Recently, a research team from Stanford University released AgentFlow, a trainable intelligent agent framework designed to enhance AI's intelligent decision-making capabilities through modular design and tool integration. AgentFlow consists of four modules: the Planner, Executor, Verifier, and Generator, and is coordinated through explicit memory. In each step, the Planner proposes sub-goals and selects appropriate tools and context, the Executor is responsible for calling the tools, the Verifier determines whether to continue, and the Generator provides the final answer once the task is completed.
The core innovation of this framework lies in its training method — Flow-GRPO (Flow-based Group Refinement Policy Optimization). This method transforms long-term, sparse reward optimization problems into manageable single-round updates. Specifically, Flow-GRPO broadcasts a single verifiable trajectory-level signal at each step, aligning successful global goals with local steps. It also uses a weighted ratio per token calculation, combined with PPO-style clipping and KL penalty, to prevent policy drift.
The research team evaluated AgentFlow on multiple benchmark tests, covering four types of tasks: knowledge-intensive search, agent reasoning, math, and science. The 7B model optimized by Flow-GRPO showed an average improvement of 14.9% (search tasks), 14.0% (agent reasoning), 14.5% (math tasks), and 4.1% (science tasks) across 10 benchmarks. The research team stated that the model outperformed existing strong baselines, even surpassing GPT-4o.

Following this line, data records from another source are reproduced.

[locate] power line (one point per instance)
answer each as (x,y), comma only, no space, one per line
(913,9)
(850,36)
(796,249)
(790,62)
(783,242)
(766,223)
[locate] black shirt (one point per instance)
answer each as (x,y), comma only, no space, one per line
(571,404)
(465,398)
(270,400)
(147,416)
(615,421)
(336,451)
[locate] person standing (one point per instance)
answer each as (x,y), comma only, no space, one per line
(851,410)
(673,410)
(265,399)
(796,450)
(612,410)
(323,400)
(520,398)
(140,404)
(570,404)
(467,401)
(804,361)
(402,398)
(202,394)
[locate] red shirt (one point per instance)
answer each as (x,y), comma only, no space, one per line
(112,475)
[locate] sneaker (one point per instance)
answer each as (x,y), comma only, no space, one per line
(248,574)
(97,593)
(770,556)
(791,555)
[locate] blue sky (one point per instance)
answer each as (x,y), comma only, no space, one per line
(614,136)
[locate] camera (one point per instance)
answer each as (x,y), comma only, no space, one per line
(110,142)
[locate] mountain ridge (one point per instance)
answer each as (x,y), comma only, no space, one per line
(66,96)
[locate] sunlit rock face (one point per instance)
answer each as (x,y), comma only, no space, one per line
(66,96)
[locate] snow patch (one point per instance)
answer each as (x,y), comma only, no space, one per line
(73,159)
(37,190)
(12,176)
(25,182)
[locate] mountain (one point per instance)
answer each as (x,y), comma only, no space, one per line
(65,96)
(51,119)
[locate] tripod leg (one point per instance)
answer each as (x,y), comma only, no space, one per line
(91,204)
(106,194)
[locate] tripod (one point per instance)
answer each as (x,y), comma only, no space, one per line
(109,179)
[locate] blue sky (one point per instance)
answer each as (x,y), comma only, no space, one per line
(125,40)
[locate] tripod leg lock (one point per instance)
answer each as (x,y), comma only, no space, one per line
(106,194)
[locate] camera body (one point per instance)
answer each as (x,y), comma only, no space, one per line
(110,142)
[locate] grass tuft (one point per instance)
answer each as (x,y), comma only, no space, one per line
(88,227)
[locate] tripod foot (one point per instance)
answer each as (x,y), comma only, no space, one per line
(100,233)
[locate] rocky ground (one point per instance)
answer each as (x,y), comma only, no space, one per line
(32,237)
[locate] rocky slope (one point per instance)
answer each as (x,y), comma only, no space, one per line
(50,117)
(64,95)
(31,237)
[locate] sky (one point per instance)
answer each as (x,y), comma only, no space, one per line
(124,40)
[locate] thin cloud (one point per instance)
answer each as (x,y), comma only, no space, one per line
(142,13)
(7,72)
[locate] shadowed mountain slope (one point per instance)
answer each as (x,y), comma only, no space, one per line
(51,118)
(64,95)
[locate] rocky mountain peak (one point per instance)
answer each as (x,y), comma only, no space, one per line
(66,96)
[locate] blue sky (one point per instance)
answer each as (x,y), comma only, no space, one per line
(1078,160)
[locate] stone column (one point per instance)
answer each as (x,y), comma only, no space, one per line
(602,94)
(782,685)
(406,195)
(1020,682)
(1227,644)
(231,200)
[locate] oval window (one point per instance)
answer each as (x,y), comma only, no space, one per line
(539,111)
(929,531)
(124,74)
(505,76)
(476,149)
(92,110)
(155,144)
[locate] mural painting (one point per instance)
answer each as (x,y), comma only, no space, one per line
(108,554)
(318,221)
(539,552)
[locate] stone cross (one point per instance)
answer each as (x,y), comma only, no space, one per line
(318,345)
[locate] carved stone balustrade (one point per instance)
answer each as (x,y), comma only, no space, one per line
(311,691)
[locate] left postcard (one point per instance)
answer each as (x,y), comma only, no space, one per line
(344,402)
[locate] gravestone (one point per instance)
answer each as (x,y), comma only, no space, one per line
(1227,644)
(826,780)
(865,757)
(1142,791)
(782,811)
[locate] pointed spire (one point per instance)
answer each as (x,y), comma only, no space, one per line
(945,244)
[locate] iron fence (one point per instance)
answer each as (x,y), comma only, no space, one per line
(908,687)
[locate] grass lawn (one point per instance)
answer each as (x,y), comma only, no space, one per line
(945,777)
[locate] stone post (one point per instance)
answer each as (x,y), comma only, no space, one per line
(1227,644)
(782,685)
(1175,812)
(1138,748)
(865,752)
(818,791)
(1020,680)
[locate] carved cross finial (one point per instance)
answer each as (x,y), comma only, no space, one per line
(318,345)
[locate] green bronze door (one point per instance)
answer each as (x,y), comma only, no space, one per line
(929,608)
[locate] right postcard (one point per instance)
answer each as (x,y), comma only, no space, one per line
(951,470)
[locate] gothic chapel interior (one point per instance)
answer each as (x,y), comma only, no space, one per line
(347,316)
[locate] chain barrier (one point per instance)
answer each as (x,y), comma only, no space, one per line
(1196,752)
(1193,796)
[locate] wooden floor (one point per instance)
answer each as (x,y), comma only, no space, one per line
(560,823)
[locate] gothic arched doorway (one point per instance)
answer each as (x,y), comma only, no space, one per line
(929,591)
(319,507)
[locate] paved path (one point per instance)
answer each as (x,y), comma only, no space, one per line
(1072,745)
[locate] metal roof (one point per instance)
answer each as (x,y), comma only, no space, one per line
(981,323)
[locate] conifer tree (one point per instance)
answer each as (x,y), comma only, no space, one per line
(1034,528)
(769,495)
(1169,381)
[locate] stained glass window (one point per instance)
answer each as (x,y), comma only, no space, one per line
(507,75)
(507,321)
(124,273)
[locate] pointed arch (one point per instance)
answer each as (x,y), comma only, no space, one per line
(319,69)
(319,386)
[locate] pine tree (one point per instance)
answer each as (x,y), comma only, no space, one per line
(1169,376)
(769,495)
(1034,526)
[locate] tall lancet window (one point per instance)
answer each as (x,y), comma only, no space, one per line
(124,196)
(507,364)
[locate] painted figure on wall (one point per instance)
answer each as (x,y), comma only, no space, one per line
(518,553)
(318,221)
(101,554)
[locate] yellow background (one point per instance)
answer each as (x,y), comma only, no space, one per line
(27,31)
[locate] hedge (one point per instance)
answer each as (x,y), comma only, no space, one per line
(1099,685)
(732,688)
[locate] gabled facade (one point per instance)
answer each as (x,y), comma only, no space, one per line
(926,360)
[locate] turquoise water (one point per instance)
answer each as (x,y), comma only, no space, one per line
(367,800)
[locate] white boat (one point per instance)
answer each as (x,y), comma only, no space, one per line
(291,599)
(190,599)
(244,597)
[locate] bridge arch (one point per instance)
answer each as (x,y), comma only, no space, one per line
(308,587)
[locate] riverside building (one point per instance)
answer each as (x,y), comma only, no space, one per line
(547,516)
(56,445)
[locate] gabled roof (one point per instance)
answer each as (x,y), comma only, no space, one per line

Additionally, the study showed that the reliability of tool calls using AgentFlow has significantly improved, with a 28.4% reduction in tool call errors. These results indicate that with larger round budgets and model sizes, the quality of planning has seen significant improvements.
The open-source implementation of AgentFlow demonstrates a modular toolkit accompanied by quick start scripts, making it convenient for users to perform inference, training, and benchmark testing. The project is licensed under MIT, ensuring its open source and accessibility, supporting extensive research and development.
Key Points:
🛠️ AgentFlow is a modular AI agent framework, consisting of four modules: Planner, Executor, Verifier, and Generator.
🚀 The Flow-GRPO training method efficiently optimizes the agent's decision-making process, guiding each step with trajectory-level rewards.
📈 Experimental results show that AgentFlow performs well on multiple benchmarks, with an average increase of 14.9% in task completion rates, surpassing existing strong baselines.